Keywords

1 Introduction

Finite element method (FEM) is a popular numerical approach for finding approximate solutions to a wide range of scientific problems. Originally, developed for structural mechanics problem, FEM has spread to almost every discipline of engineering, including aerospace, bio-mechanics, fluid mechanics, electromagnetics and weather prediction [1]. However, numerical procedure to obtain solutions with FEM is computationally expensive. Depending on the nature of the problem, the time spent in FEM simulation might vary from hours to months. As the computational power of computer processors has increased in recent times, there is an increasing interest in performing realistic simulation with high accuracy. Therefore, it becomes extremely important to address the issue of high simulation time associated with the FEM. Parallel computers are often employed to handle the high computation cost associated with FEM-based simulation. A recently developed hardware to perform parallel computing is GPU. The hardware like GPUs has become quite popular due to high computational power, massive parallelism and high memory bandwidth. The current work attempts to find an efficient strategy to implement FEM on a GPU.

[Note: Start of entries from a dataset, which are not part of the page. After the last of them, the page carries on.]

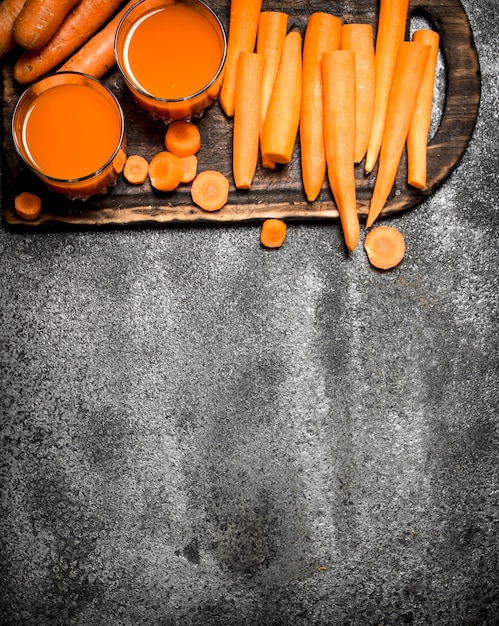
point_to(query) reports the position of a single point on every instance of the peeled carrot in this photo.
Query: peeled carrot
(273, 233)
(243, 26)
(417, 139)
(84, 19)
(385, 247)
(96, 57)
(165, 171)
(39, 20)
(210, 190)
(323, 33)
(272, 31)
(283, 116)
(182, 138)
(391, 31)
(359, 38)
(247, 107)
(409, 72)
(9, 10)
(338, 68)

FEM solver consists of three expensive steps: computation of the elemental matrices, assembly of global stiffness matrix and solution of a system of linear equations given by the global stiffness matrix. Among these, the solution of the system of equations is often the most time-consuming step in FEM. Consequently, GPU implementations of linear solvers have been studied the most [2,3,4,5]. The overhead in computation of elemental matrices and their assembly can be significantly high for large-scale problems involving complex differential operators and higher-order finite elements. In nonlinear problems, the computation of elemental matrices and assembly is required multiple times, and therefore, it can contribute to high simulation timings [6].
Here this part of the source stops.